Ce jour-là, un policier a fait feu sur lui alors qu’il se trouvait dans un bungalow à Rivière-Noire. Clifford Esther était en compagnie de sa fiancée de l’époque, Margaret Anna Lang, une Allemande. Il a été hospitalisé pendant plus de trois mois à l’hôpital Victoria, Candos. S’il a, certes, échappé à la mort, aujourd’hui, Clifford Esther souffre toujours des séquelles de ce coup de feu ; il parle avec beaucoup de mal et est également infirme et handicapé. C’est pourquoi il se bat pour obtenir des dédommagements. En 2010, le gouvernement de l’époque devait lui remettre la somme de Rs 5 millions mais cela n’a jamais abouti. Clifford Esther estime aujourd’hui que le gouvernement doit le dédommager sur une base humanitaire. «L’État doit aussi reconnaître mon statut de victime», soutient le sexagénaire qui a vu tous ses projets tomber à l’eau depuis cet incident.
«Je suis croyant. C’est la prière qui m’a sauvé», confie Clifford Esther.
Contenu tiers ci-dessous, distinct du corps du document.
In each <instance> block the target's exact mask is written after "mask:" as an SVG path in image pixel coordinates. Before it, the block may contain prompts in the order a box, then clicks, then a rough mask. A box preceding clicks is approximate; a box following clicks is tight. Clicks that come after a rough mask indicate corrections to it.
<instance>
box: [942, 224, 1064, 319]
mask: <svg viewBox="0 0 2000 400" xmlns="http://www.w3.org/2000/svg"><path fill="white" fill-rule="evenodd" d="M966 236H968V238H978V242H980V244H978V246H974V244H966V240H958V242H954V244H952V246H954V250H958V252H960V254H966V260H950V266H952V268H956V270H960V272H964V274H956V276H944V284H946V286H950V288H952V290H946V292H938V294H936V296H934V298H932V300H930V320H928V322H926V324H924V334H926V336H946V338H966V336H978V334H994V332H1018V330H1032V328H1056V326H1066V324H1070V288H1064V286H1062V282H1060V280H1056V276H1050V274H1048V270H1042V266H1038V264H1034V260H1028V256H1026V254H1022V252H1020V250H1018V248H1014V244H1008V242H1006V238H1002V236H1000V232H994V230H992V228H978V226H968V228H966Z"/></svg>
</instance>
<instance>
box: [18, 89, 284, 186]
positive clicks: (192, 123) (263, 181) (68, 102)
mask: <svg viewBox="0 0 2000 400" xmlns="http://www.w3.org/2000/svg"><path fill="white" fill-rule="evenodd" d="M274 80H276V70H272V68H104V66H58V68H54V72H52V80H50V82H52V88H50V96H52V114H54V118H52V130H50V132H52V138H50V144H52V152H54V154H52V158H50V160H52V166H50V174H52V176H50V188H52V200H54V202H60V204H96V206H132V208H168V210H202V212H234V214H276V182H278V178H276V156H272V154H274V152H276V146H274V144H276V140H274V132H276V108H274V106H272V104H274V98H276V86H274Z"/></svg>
À l’époque, il faisait des affaires à Rodrigues ; il gagnait sa vie en vendant des chemises, des jeans et des T-shirts. Certains disent qu’il faut panser ses blessures pour pouvoir poursuivre son chemin. Clifford Esther, lui, est loin d’avoir trouvé la paix d’esprit. La balle est désormais dans le camp de Maneesh Gobin.
L’histoire de Clifford Esther est digne d’un scénario de film dramatique. Au moment de la fusillade, le 5 mars 1982, dans un bungalow à Rivière-Noire, il se trouvait avec sa petite amie de l’époque, une Allemande, mais aussi trois autres personnes dont son cousin Patrick Ah-Quay. «Mo ti pe dormi kan monn tann tapaz. Bann la polis ti fini rant dan bungalow kan monn sorti dan lasam. Apre sa, mo trouv bann la polis-la pran mo kouzin. Ti ena menot dan so lame. Monn koumans lev lavwa pou fer bann la kompran ki zot ti pe fer erer. Enn ladan inn dimande kot Sylvio avan li tap mwa enn kout lakros fizi lao mo likou. Monn leve ek boukou difikilte. Apre sa, enn la polis inn tir kout bal dan mo labous. Sa mem dernie zafer mo rapel. Kan monn leve apre six zour dan koma, mo ti lopital Candos», se souvient Clifford Esther.
Selon la version officielle, la police a tiré sur lui car il avait un couteau dans les mains. Ce que Clifford Esther nie. En 1986, Victor Glover, Senior Puisne Judge, retient la thèse de légitime défense pendant un procès en Cour suprême où Clifford Esther, alors âgé de 26 ans, réclamait des dommages de Rs 2 millions à l’État. Mais personne n’a corroboré sa version. Son cousin Ah-Quay avait, lui, déjà quitté le pays, à l’époque.
Clifford Esther est aujourd’hui marié à Marie Marjolaine Gâteaux depuis un an. Il est également père de cinq enfants qu’il a eus avec sa défunte épouse Marie-Claude.